Functional enrichment

The goal of this section is to identify GO terms or biological pathways, that are statistically enriched in the set of our DEGs.

There are diverse packages for performing GO enrichment analysis from R, which differ in the databases they consider, the statistical tests they perform, or the options for graphical representation they offer; some examples are gprofiler2, topGO, clusterProfiler or GOfuncR.

An alternative to those are web servers, such as g:Profiler –the one the gprofiler2 R client derives from. This is the one we will use here, but you can find examples on how to use both gprofiler2 and topGO for GO enrichment in the following section.

To use this tool, we need to have the IDs of the following set of genes:

the genes of interest: up/down/all DE genes
the background: the list of the genes that were used to performed the DE analysis

We can get the DEG IDs from the allDeg table.

# Set of overexpressed genes
overexpressed <-
  allDeg %>%
  filter(logFC.2vs0 > 0 & logFC.4vs0 > 0) %>%
  separate(gene_id, into = c("gene_id", "num")) %>%
  pull(gene_id)

# Set of underexpressed genes
underexpressed <-
  allDeg %>%
  filter(logFC.2vs0 < 0 & logFC.4vs0 < 0) %>%
  separate(gene_id, into = c("gene_id", "num")) %>%
  pull(gene_id)

# Set if all DEGs
degs <-
  allDeg %>%
  separate(gene_id, into = c("gene_id", "num")) %>%
  pull(gene_id)

Note

Here, we used the separate function to clean the IDs, and isolate only their major part that is recognised by gProfiler.
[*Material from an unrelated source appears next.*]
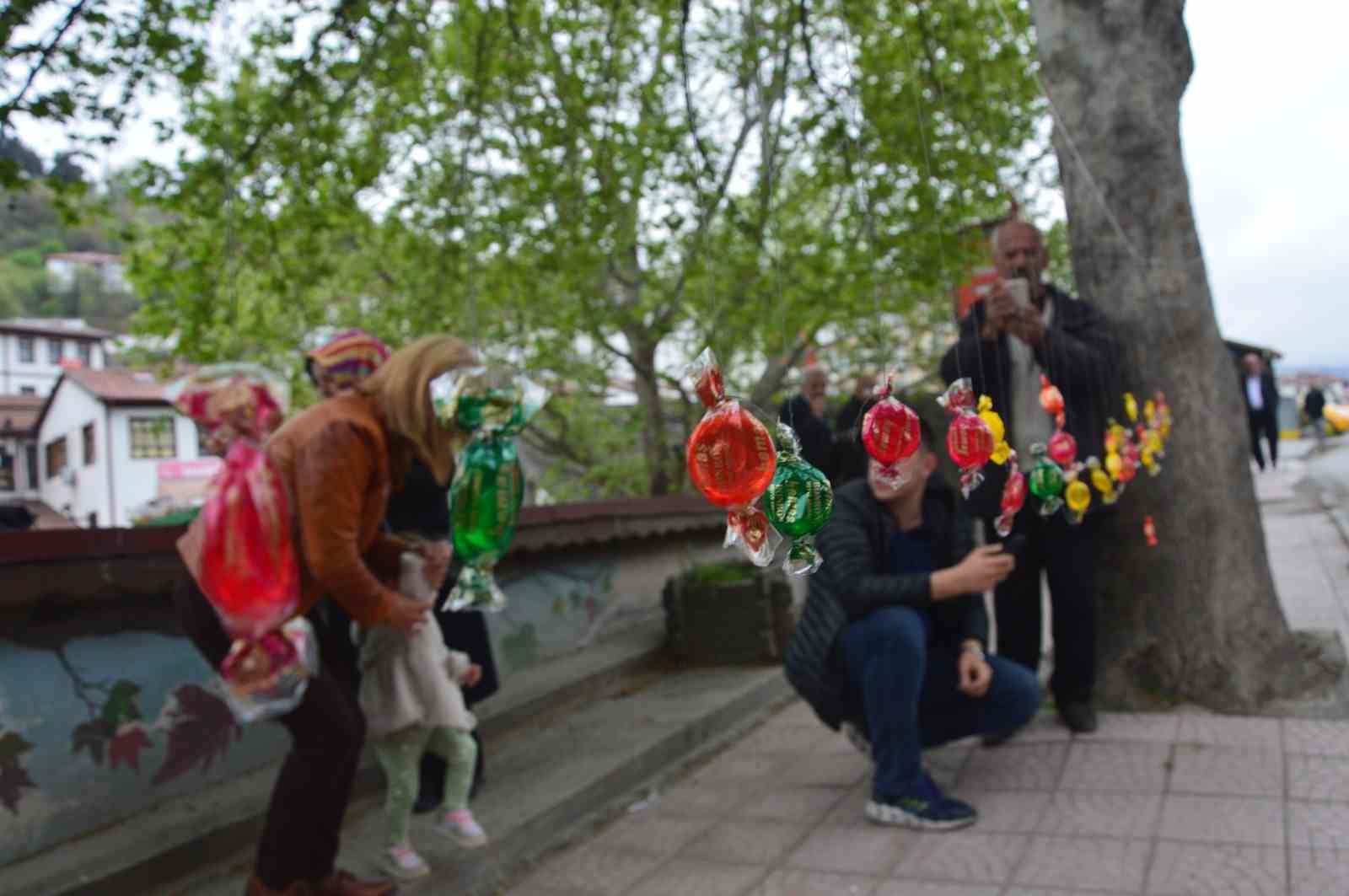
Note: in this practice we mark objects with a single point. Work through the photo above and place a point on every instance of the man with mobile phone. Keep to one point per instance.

The minor part after the . is related to versioning, and we want to discard it for the purposes of this section.

We also need the background, i.e., the genes that are expressed.

# Set of all genes used in initially in our analysis
background <-
  raw_counts_filtered %>%
  rownames_to_column("gene_id") %>%
  separate(gene_id, into = c("gene_id", "num")) %>%
  pull(gene_id)

What is the background? How should you choose it?

Now, go to the g:Profiler website. As you can see, there are four different tools available, but we will only work with the Functional profiling (g:GOSt). We will keep the basic options as they are, but select Bonferroni correction as the Significance threshold and select a custom Statistical domain scope, where we will upload our background genes.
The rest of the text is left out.